Proses ini tergantung pada suhu lingkungan. Jika suhu di sekitar kita terlalu tinggi atau sama dengan suhu alami tubuh, proses pelepasan panas dari dalam tubuh kita tidak akan terjadi karena panas bergerak dari suhu yang lebih tinggi ke rendah.
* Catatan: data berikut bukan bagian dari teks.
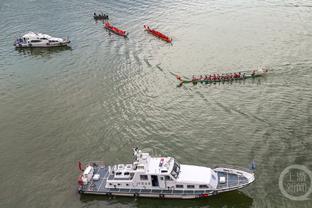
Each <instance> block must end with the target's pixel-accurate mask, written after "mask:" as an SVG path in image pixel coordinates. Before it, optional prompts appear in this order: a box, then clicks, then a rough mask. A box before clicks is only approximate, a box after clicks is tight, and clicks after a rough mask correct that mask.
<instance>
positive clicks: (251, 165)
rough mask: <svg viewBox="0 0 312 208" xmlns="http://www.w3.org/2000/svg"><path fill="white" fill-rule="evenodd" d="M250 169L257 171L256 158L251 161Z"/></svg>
mask: <svg viewBox="0 0 312 208" xmlns="http://www.w3.org/2000/svg"><path fill="white" fill-rule="evenodd" d="M249 169H250V170H252V171H255V170H256V162H255V160H253V161H252V162H251V164H250V167H249Z"/></svg>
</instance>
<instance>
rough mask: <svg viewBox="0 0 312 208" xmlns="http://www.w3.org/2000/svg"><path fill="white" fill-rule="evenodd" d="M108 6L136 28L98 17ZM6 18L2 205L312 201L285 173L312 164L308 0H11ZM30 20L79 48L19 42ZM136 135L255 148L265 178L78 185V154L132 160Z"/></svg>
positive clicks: (154, 143) (99, 158)
mask: <svg viewBox="0 0 312 208" xmlns="http://www.w3.org/2000/svg"><path fill="white" fill-rule="evenodd" d="M101 10H102V11H106V12H107V13H108V14H109V16H110V19H111V22H112V23H113V24H114V25H116V26H118V27H120V28H122V29H125V30H127V31H128V32H129V38H128V39H124V38H121V37H119V36H116V35H114V34H111V35H109V34H108V33H107V31H105V30H104V29H103V24H102V23H100V22H98V23H95V22H94V20H93V19H92V14H93V12H94V11H101ZM143 24H148V25H150V26H151V27H154V28H158V29H159V30H160V31H162V32H164V33H166V34H168V35H169V36H171V37H172V38H173V44H172V45H170V44H167V43H165V42H163V41H161V40H159V39H157V38H155V37H153V36H151V35H150V34H148V33H146V32H144V30H143ZM0 25H1V27H0V34H1V41H0V57H1V59H0V101H1V102H0V119H1V120H0V144H1V145H0V164H1V166H0V178H1V185H0V207H238V208H243V207H298V208H299V207H311V206H312V202H311V199H309V200H306V201H292V200H290V199H288V198H286V197H285V196H284V195H283V194H282V193H281V191H280V189H279V185H278V184H279V177H280V174H281V172H282V171H283V170H284V169H285V168H286V167H288V166H289V165H293V164H299V165H304V166H305V167H307V168H308V169H310V170H312V163H311V155H312V153H311V150H312V136H311V133H312V130H311V125H312V120H311V119H312V118H311V113H312V112H311V107H312V85H311V78H312V67H311V66H312V58H311V57H312V2H311V1H310V0H303V1H299V0H283V1H282V0H263V1H256V0H253V1H250V0H233V1H226V0H220V1H212V0H193V1H187V0H159V1H156V0H151V1H143V0H133V1H127V0H115V1H108V0H90V1H79V0H68V1H61V0H22V1H21V0H2V1H1V2H0ZM27 31H39V32H44V33H47V34H51V35H53V36H56V37H64V36H69V38H70V39H71V40H72V43H71V48H70V49H56V50H15V49H14V47H13V45H12V43H13V41H14V40H15V38H16V37H17V36H19V35H22V34H23V33H25V32H27ZM258 66H267V67H268V68H269V69H270V73H269V74H268V76H267V77H266V78H259V79H255V80H246V81H244V82H235V83H231V84H229V83H225V84H214V85H201V84H199V85H197V86H191V85H184V86H183V87H180V88H178V87H177V84H178V82H177V80H176V79H175V77H174V76H173V75H172V73H176V74H180V75H184V76H186V77H191V76H192V75H193V74H196V75H199V74H208V73H214V72H218V73H224V72H233V71H239V70H248V69H252V68H255V67H258ZM134 146H138V147H140V148H142V149H144V150H146V151H149V152H150V153H152V154H155V155H168V156H175V157H176V158H177V159H178V160H179V161H180V162H181V163H186V164H197V165H212V164H219V163H221V164H224V163H225V164H232V165H238V166H243V167H246V166H247V165H248V163H249V162H250V161H252V160H253V159H254V160H255V161H256V163H257V172H256V182H255V183H253V184H252V185H250V186H248V187H247V188H245V189H242V190H241V191H234V192H231V193H226V194H221V195H217V196H215V197H210V198H208V199H203V200H186V201H183V200H158V199H134V198H124V197H113V198H107V197H92V196H80V195H79V194H78V193H77V191H76V188H77V182H76V180H77V176H78V174H79V172H78V169H77V161H78V160H81V161H90V160H104V161H106V162H107V163H125V162H131V158H132V157H131V154H132V150H131V148H132V147H134ZM306 182H307V184H308V185H311V181H306Z"/></svg>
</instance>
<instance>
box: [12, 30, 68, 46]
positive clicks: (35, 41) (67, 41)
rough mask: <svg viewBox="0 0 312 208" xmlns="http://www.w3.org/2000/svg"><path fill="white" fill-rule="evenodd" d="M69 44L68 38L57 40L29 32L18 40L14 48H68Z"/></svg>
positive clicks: (64, 38)
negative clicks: (60, 47) (64, 46)
mask: <svg viewBox="0 0 312 208" xmlns="http://www.w3.org/2000/svg"><path fill="white" fill-rule="evenodd" d="M69 43H70V40H69V39H68V38H56V37H52V36H50V35H47V34H43V33H35V32H28V33H26V34H25V35H23V36H22V37H20V38H17V39H16V41H15V43H14V46H15V47H16V48H50V47H60V46H67V45H68V44H69Z"/></svg>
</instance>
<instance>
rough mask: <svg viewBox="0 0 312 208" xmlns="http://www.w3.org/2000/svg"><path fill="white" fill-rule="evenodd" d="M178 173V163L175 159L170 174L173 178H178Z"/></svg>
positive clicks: (178, 163) (178, 165)
mask: <svg viewBox="0 0 312 208" xmlns="http://www.w3.org/2000/svg"><path fill="white" fill-rule="evenodd" d="M179 173H180V164H179V163H178V162H177V161H175V162H174V164H173V168H172V171H171V175H172V176H173V177H174V178H178V176H179Z"/></svg>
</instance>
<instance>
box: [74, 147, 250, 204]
mask: <svg viewBox="0 0 312 208" xmlns="http://www.w3.org/2000/svg"><path fill="white" fill-rule="evenodd" d="M134 156H135V160H134V162H133V163H132V164H118V165H114V166H108V165H105V164H103V163H101V162H100V163H99V162H92V163H89V164H88V165H87V166H86V167H85V169H84V170H83V169H82V164H81V163H80V162H79V168H80V170H81V171H82V173H81V175H80V176H79V178H78V184H79V188H78V191H79V193H80V194H98V195H119V196H134V197H156V198H177V199H178V198H179V199H192V198H201V197H208V196H210V195H216V194H218V193H222V192H226V191H233V190H236V189H240V188H243V187H245V186H247V185H249V184H250V183H252V182H253V181H254V180H255V176H254V173H253V171H251V170H249V169H243V168H239V169H237V168H234V167H230V166H220V167H219V166H217V167H215V168H213V169H211V168H208V167H202V166H195V165H183V164H180V163H179V162H178V161H177V160H176V159H174V158H173V157H151V156H150V155H149V154H148V153H143V152H142V151H141V150H138V149H137V148H136V149H134Z"/></svg>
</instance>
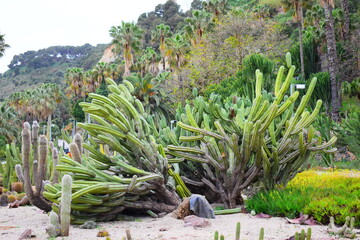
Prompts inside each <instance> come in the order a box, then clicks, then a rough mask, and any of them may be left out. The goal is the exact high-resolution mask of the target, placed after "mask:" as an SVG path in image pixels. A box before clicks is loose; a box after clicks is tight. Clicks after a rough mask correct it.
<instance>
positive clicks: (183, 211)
mask: <svg viewBox="0 0 360 240" xmlns="http://www.w3.org/2000/svg"><path fill="white" fill-rule="evenodd" d="M191 214H192V213H191V211H190V198H185V199H184V200H183V202H182V203H181V204H180V205H179V207H178V208H177V209H176V210H175V211H173V212H172V216H173V217H174V218H177V219H184V218H185V217H186V216H189V215H191Z"/></svg>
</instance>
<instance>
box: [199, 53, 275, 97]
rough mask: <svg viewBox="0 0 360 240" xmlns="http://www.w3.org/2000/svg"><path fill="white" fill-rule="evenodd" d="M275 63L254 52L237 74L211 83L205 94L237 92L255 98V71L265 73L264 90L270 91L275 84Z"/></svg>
mask: <svg viewBox="0 0 360 240" xmlns="http://www.w3.org/2000/svg"><path fill="white" fill-rule="evenodd" d="M274 67H275V63H274V62H273V61H271V60H270V59H268V58H267V57H265V56H263V55H262V54H252V55H248V56H246V57H245V58H244V60H243V63H242V69H241V70H240V71H238V72H237V73H236V76H234V77H230V78H228V79H224V80H223V81H221V82H220V83H219V84H213V85H210V86H209V87H208V88H207V89H206V91H205V93H204V95H205V96H206V97H209V96H210V94H211V93H216V94H219V95H221V96H231V95H232V94H236V95H239V96H242V97H249V98H250V99H253V98H254V95H255V78H254V73H255V71H256V69H259V70H260V72H262V73H263V78H264V80H263V82H264V90H266V91H267V92H270V91H271V90H272V89H273V85H274Z"/></svg>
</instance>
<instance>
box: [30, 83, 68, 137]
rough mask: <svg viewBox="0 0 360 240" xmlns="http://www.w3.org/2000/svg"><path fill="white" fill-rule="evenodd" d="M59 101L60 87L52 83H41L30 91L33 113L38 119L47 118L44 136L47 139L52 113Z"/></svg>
mask: <svg viewBox="0 0 360 240" xmlns="http://www.w3.org/2000/svg"><path fill="white" fill-rule="evenodd" d="M61 101H62V99H61V93H60V88H59V86H58V85H57V84H54V83H52V84H43V85H41V86H40V87H38V88H37V89H35V90H34V91H33V92H32V98H31V100H30V103H31V105H32V106H33V111H34V115H35V117H37V118H38V119H40V120H45V119H47V133H46V136H47V138H48V139H51V123H52V120H51V119H52V114H53V113H54V111H55V109H56V107H57V105H58V104H59V103H60V102H61Z"/></svg>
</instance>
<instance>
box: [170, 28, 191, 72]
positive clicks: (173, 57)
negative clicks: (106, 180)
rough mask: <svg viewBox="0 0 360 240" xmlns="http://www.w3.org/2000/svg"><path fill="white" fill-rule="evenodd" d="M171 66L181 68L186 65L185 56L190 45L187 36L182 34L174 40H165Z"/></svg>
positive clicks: (172, 37)
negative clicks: (182, 34)
mask: <svg viewBox="0 0 360 240" xmlns="http://www.w3.org/2000/svg"><path fill="white" fill-rule="evenodd" d="M165 43H166V47H167V51H166V56H167V57H168V60H169V64H170V66H172V67H175V68H180V67H182V66H184V65H185V62H186V61H185V55H186V53H187V51H188V49H189V43H188V41H187V40H186V38H185V36H184V35H182V34H179V33H178V34H176V35H175V36H173V37H172V38H167V39H166V40H165Z"/></svg>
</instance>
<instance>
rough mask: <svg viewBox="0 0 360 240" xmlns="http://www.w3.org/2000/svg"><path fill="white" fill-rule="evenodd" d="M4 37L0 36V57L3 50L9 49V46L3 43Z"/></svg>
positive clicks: (2, 51)
mask: <svg viewBox="0 0 360 240" xmlns="http://www.w3.org/2000/svg"><path fill="white" fill-rule="evenodd" d="M4 37H5V35H1V34H0V57H2V56H4V52H5V49H6V48H8V47H10V45H8V44H6V43H5V38H4Z"/></svg>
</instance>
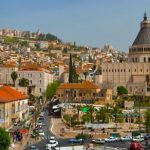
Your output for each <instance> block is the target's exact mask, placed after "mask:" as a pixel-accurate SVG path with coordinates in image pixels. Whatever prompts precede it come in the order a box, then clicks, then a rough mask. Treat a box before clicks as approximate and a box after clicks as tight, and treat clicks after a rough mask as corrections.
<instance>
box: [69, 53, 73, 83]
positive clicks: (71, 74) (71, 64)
mask: <svg viewBox="0 0 150 150" xmlns="http://www.w3.org/2000/svg"><path fill="white" fill-rule="evenodd" d="M69 83H73V65H72V55H71V54H70V61H69Z"/></svg>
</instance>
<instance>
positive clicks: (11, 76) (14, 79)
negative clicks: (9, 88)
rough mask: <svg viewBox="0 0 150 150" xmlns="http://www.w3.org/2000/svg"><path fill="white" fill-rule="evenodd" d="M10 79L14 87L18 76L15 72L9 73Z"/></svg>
mask: <svg viewBox="0 0 150 150" xmlns="http://www.w3.org/2000/svg"><path fill="white" fill-rule="evenodd" d="M11 78H12V80H13V86H15V82H16V80H17V78H18V74H17V72H16V71H13V72H12V73H11Z"/></svg>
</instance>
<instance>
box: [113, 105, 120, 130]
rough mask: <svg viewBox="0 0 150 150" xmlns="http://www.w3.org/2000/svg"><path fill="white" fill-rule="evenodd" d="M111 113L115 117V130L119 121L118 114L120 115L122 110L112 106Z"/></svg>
mask: <svg viewBox="0 0 150 150" xmlns="http://www.w3.org/2000/svg"><path fill="white" fill-rule="evenodd" d="M111 114H112V116H113V117H114V118H115V123H116V130H117V123H118V121H119V115H122V111H121V109H119V107H117V106H115V107H113V109H112V111H111Z"/></svg>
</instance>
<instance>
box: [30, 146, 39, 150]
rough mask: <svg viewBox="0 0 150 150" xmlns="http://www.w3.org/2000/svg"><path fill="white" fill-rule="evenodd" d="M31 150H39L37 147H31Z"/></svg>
mask: <svg viewBox="0 0 150 150" xmlns="http://www.w3.org/2000/svg"><path fill="white" fill-rule="evenodd" d="M30 150H38V148H37V147H36V145H31V146H30Z"/></svg>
Tubuh kita justru akan menerima panas dan kita merasa gerah. Sebaliknya, jika suhu sekitar kita rendah, panas tubuh akan lebih mudah terlepas sehingga kita bisa merasa kedinginan.

Kesimpulannya, thermal comfort dapat kita capai dengan mengatur panas ruangan agar proses pelepasan panas tubuh dapat terjadi.

Kenapa Ruangan Terasa Panas?

Kenapa sebuah ruangan atau bangunan dapat terasa panas? Hal ini bisa kita jawab dengan mengetahui bagaimana transfer panas dapat terjadi. Tinggal di negara tropis membuat kita memiliki satu sumber panas yang besar, yaitu matahari. Nah, panas dari matahari dapat memanaskan sebuah ruangan dalam 3 cara: konduksi, konveksi, dan radiasi. Meskipun ketiga proses transfer panas ini pasti terjadi secara alami, ada hal-hal yang dapat kita lakukan untuk memperlambat laju transfernya sehingga kita dapat mempertahankan temperatur yang nyaman.

  • Konduksi

Panas dari matahari dapat memanaskan dinding bagian luar bangunan yang terekspos langsung dengan matahari. Panas ini merambat dari dinding bangunan bagian luar melalui lapisan dinding hingga memanaskan bagian dalam dinding yang lebih rendah suhunya karena tidak terkena langsung sinar matahari. Karena itu, solusi untuk menghambat laju transfer panas ini adalah dengan memilih material dinding yang memiliki nilai konduktivitas rendah, seperti batu bata atau menambahkan material insulator yang tidak menghantarkan panas.

  • Konveksi

Contoh perpindahan panas dengan metode konveksi adalah memanasnya udara yang terkena sinar matahari atau udara di bagian dalam ruangan yang dindingnya panas akibat proses konduksi. Perpindahan panas jenis ini sulit untuk dihambat, kecuali dengan cara melambatkan aliran udara yang masuk ke dalam ruangan.

  • Radiasi

Matahari, sebagai sumber panas terbesar, merambatkan panasnya melalui gelombang elektromagnetik. Ruangan yang memiliki akses langsung ke sinar matahari bisa terasa panas karena proses radiasi ini. Karena itu, peletakkan bukaan dalam ruangan dan posisi rumah terhadap naungan dari pohon atau bangunan di sekitarnya adalah cara untuk menghindari panasnya bangunan akibat radiasi.

 ***

Dengan mengetahui kenapa ruangan bisa terasa panas, semoga makers bisa menemukan solusi yang sesuai dengan kondisi dan posisi ruangan masing-masing ya!

 

Sumber:

van Hoof, Joost & Mazej, Mitja & Hensen, Jan. (2010). Thermal comfort: Research and practice. Frontiers in Bioscience. 15. 765-788. 10.2741/3645.